The Annual Report from the Monell Center is out, and I'd like to copy a few interesting bits over the coming weeks.
The Monell Center in Philadelphia specializes in taste and smell research, and their first piece of news is about volatile signals for disease. We know that illnesses makes us smell different. Body odor comes from our distinct metabolic byproducts, and when our metabolism is disrupted, by a disease for example, it smells different. Dogs know this, and so does Alexandra Horowitz who wrote the book Being a Dog: Following the Dog Into a World of Smell (2016).
We can smell it too. Bruce Kimball, PhD, sensory neuroscientist Johan Lundstrom, PhD, and collaborators at the Karolinska Institute in Sweden reported that people can detect acute inflammation in others just by the smell of their urine.
But what we didn't know it actually changes the way others smell, just by being around us. Chemical ecologists Bruce Kimball, PhD, and Stephanie Gervasi, PhD, partnered with behavioral biologist Gary Beauchamp, PhD, to show that body odors of otherwise healthy people can change in an environment shared by sick-smelling people (or animals, according to the experiment).

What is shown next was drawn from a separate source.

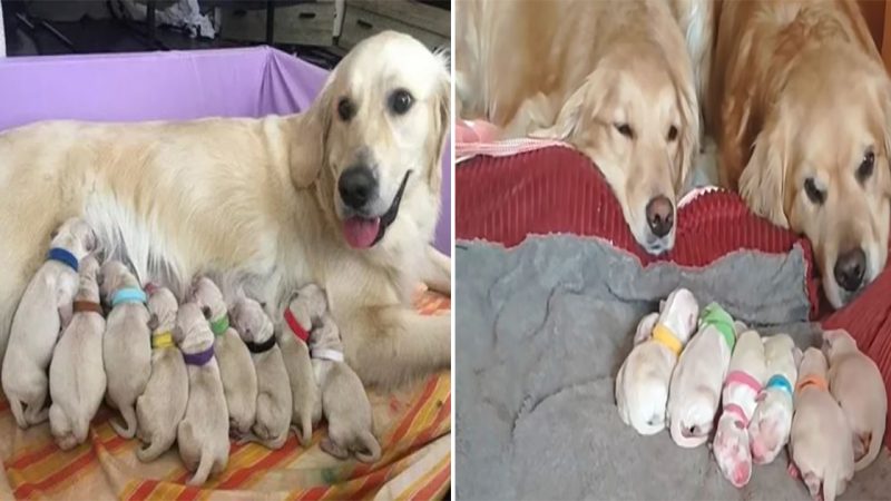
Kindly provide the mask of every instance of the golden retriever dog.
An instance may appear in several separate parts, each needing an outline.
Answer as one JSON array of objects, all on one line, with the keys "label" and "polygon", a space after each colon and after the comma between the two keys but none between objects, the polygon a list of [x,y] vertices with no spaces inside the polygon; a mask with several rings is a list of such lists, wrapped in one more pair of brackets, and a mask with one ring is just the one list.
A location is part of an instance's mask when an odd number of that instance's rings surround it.
[{"label": "golden retriever dog", "polygon": [[463,118],[484,118],[506,137],[570,143],[603,171],[638,244],[670,249],[699,110],[668,3],[472,0],[457,9]]},{"label": "golden retriever dog", "polygon": [[858,4],[724,2],[713,68],[722,184],[811,240],[841,307],[884,267],[891,196],[891,88]]},{"label": "golden retriever dog", "polygon": [[449,317],[410,302],[419,282],[451,293],[451,261],[430,245],[449,96],[443,58],[385,32],[303,114],[1,134],[0,347],[50,232],[82,215],[107,253],[179,297],[205,272],[280,308],[322,285],[366,384],[449,367]]}]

Don't forget that the olfactory system is such a primitive part of us. It doesn't just go back to our animal ancestors, but even further. Plants don't see, and they don't hear.* But they can smell. Not the way we would consider smell, but they can sense chemicals in their environment, and those chemosignals can instigate immune response all by themselves. When a nearby plant is attacked by bugs, for example, they emit an olfactory alert to that their neighbors detect, and then beef-up their own chemical defense systems (by emitting bug-repellant vapors).
If you think about it, we're doing the same thing, only it's not us, it's the primitive chemosensory part of us. It detects potential threats in our environment, via the olfactory alerts from others, and rearranges our immune system accordingly.
Good to know, thanks Monell.
*Although you could say that plants "see" because they have some kind of photoreceptor that can tell where the light is and how much is there, etc.